Italian Hispanist Gabriele Morelli has published his new book, Hernández en el corazón, published by the Miguel Hernández Cultural Foundation, in an edition edited by Aitor L. Larrabide Achútegui. Synthetic and concise title showing two compliments in its brevity. One is a reference to Pablo Neruda, a memoir of Spain at his heart, and the other to the no less concise title of the veteran book published by Morelli, the result of his first doctoral thesis he presented at the Bocconi University of Milan in 1962. , with the title Hernandez’s rather succinct
Aitor Larrabide thus continues the Foundation’s editorial program to bring together the most representative Hernand research by the most prestigious critics and researchers. In this case, it is veteran Gabriele Morelli, dean of Hispanists in his country and one of Miguel Hernández’s first European scholars, who put together some of his best pages (307 in total) in a wide selection of works. About Miguel: From Hernández, which he published in 1970, to his most recent articles, now finally translated into Spanish. Decisive works on the relationship between Miguel and Vicente Aleixandre, the correspondence between another famous Hispanist, Dario Puccini and Josefina Manresa, the reception of the Hernandian work in Italy and the intense dedication of the poet in Italy for more than fifty years. or a reflection on the practice of translating his poems into Italian.
The homage to Neruda, which we mentioned in the title of the book, has a special meaning, because as Morelli mentions in the book, Neruda, a doctoral student at the University in 1960, visited the teaching center and asked to meet with him. For Spanish students to ask about their PhD research. When Morelli’s turn came and Morelli told him that he was working on Hernández and that he had almost no documentation on the poet, Neruda invited him to meet him and on a good day told him about his friendship and admiration for the poet. He was the Windpoet of the town and showed him ways to get the information he needed.
Spain in the sixties
There are many personal memoirs in this book by Morelli, from the point of view of an Italian who came to Spain in the sixties to study the poet, referring to the difficulties he faced even when buying a book from a Madrid bookstore. Argentine edition of the complete poems of 1960, almost secretly. Or their visit to Josefina Manresa at Elche in those years, who was not easy to deal with and who, despite Morelli’s success, always felt very suspicious about everything about her husband. He traveled with her from Elche to Orihuela in a car from Spain to visit Miguel’s house, which Josefina did not even want to go near. In any case, Morelli’s contributions are an indisputable reference.

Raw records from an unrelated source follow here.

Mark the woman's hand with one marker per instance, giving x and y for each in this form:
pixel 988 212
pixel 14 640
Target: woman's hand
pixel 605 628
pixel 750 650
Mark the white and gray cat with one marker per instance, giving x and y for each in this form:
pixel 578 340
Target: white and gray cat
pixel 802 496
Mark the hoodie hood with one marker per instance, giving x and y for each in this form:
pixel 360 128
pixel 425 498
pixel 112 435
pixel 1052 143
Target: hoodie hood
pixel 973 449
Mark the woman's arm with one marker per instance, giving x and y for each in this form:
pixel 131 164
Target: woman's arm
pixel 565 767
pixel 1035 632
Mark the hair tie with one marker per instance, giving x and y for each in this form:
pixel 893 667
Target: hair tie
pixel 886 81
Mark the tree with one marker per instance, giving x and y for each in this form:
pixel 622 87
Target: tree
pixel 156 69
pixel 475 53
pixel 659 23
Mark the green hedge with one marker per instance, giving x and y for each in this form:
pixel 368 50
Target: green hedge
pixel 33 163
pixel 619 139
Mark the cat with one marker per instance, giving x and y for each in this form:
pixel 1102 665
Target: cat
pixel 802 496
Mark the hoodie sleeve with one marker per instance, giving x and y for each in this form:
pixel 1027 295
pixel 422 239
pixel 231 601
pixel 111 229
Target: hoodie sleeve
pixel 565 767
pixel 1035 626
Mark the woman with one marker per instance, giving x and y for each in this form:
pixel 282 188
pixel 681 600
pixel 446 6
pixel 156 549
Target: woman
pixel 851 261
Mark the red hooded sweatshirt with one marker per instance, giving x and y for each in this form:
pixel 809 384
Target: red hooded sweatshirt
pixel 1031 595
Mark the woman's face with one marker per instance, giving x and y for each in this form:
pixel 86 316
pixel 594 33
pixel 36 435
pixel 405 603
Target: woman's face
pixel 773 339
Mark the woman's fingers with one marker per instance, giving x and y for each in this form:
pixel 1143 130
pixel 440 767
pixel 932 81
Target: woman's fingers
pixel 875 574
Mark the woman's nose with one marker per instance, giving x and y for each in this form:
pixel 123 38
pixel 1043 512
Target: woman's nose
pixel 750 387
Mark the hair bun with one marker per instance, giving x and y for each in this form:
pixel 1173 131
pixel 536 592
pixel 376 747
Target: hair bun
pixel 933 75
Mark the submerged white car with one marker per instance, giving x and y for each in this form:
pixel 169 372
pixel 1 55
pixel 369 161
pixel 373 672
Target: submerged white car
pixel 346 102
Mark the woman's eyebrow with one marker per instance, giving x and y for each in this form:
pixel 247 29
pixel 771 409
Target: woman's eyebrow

First of all, it refers to the personal relationships of the poet. In that sense, everything about Aleixandre’s admiration and protection for him is always fundamental, even when Morelli reveals our 1977 Nobel Prize winner’s personal trust in Miguel at his home during the war, it has an emotional appeal to these pages. references to real feelings. Everything compiled around the relationship between Hernández’s wife and the great Hispanist Dario Puccini, one of his first and most prestigious supporters in Italy, is of exceptional value. Through correspondence studied and edited by Morelli, Josefina’s enthusiasm is noted when it comes to specifying specific data about the poet, especially in two respects that are highly relevant to her work. An interpretation of the El rayo que no cesa sonnets performed by some biographers of the sixties and accepted by Puccini (in relation to other possible muses of poems such as Maruja Mallo or María Cegarra), which Josefina refuses to accept. Or anything related to Miguel’s affiliation with the Communist Party of Spain, which has never been fully clarified and his wife has always denied. The testimonies of Ramón Pérez Álvarez and even an observation made by politician Alfonso Guerra are evaluated by Morelli in his conclusions. It is also noteworthy that the book describes some of the poems presented by Morelli, especially the final compositions of Cancionero y ballads of absans, which he translated and edited in Italy, on which he offers extremely clear readings between life, love and death. In eternal poems like Absence or Eternal shadow in everything I see.